Minimum Foundation Program. The State Board of Elementary and Secondary Education, or its successor, shall annually develop and adopt a formula which shall be used to determine the cost of a minimum foundation program of education in all public elementary and secondary schools as well as to equitably allocate the funds to parish and city school systems. Such formula shall provide for a contribution by every city and parish school system. Prior to approval of the formula by the legislature, the legislature may return the formula adopted by the board to the board and may recommend to the board an amended formula for consideration by the board and submission to the legislature for approval. The legislature shall annually appropriate funds sufficient to fully fund the current cost to the state of such a program as determined by applying the approved formula in order to insure a minimum foundation of education in all public elementary and secondary schools. Neither the governor nor the legislature may reduce such appropriation, except that the governor may reduce such appropriation using means provided in the act containing the appropriation provided that any such reduction is consented to in writing by two-thirds of the elected members of each house of the legislature. The funds appropriated shall be equitably allocated to parish and city school systems according to the formula as adopted by the State Board of Elementary and Secondary Education, or its successor, and approved by the legislature prior to making the appropriation. Whenever the legislature fails to approve the formula most recently adopted by the board, or its successor, the last formula adopted by the board, or its successor, and approved by the legislature shall be used for the determination of the cost of the minimum foundation program and for the allocation of funds appropriated.

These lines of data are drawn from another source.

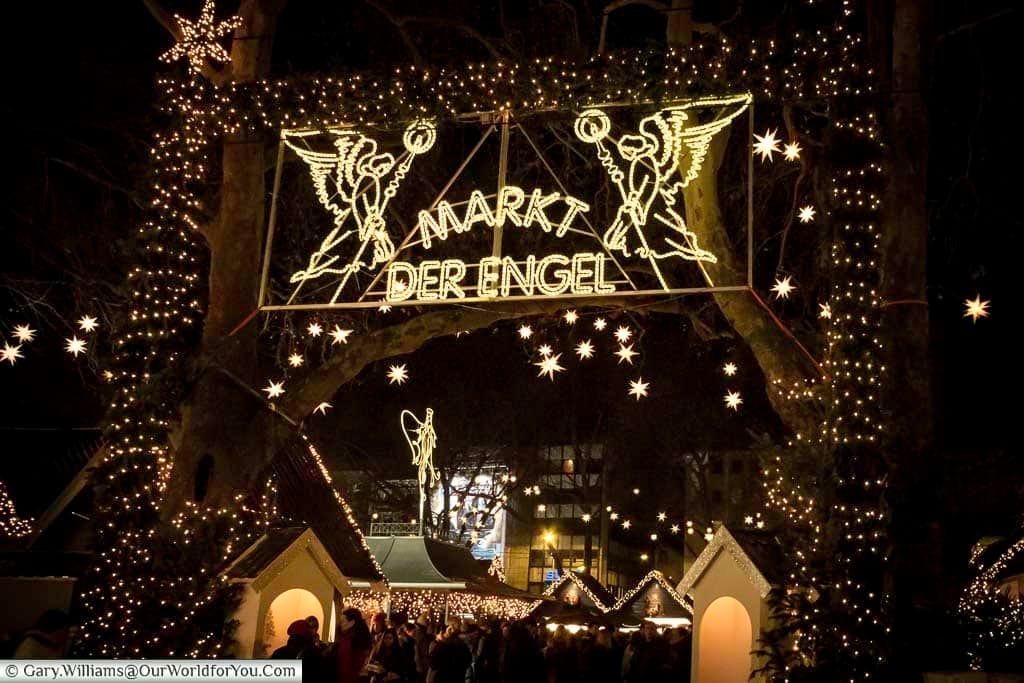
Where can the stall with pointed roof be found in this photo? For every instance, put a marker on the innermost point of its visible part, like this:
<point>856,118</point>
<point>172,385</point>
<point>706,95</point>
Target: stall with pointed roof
<point>729,583</point>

La. Const. art. VIII, § 13

Notably, the only way the Governor can legally reduce the MFP appropriation is through a two-thirds vote of the legislature, something that he’d be unlikely to accomplish. But if Jindal’s hand-selected and well-funded BESE members somehow, magically determine to conveniently reduce the MFP appropriation by the exact amount needed to finance the voucher program, it becomes a little murkier.

Actually, “murkier” is a polite word; if this is, in fact, Jindal’s and White’s contingency plan– working around a potential defeat in the Louisiana State Supreme Court by defunding the very program upon which they had relied– then it would be nothing more than open Corruption (with a capital C).

In the meantime, one can only hope Superintendent White will wise up; after all, it’s his moral obligation.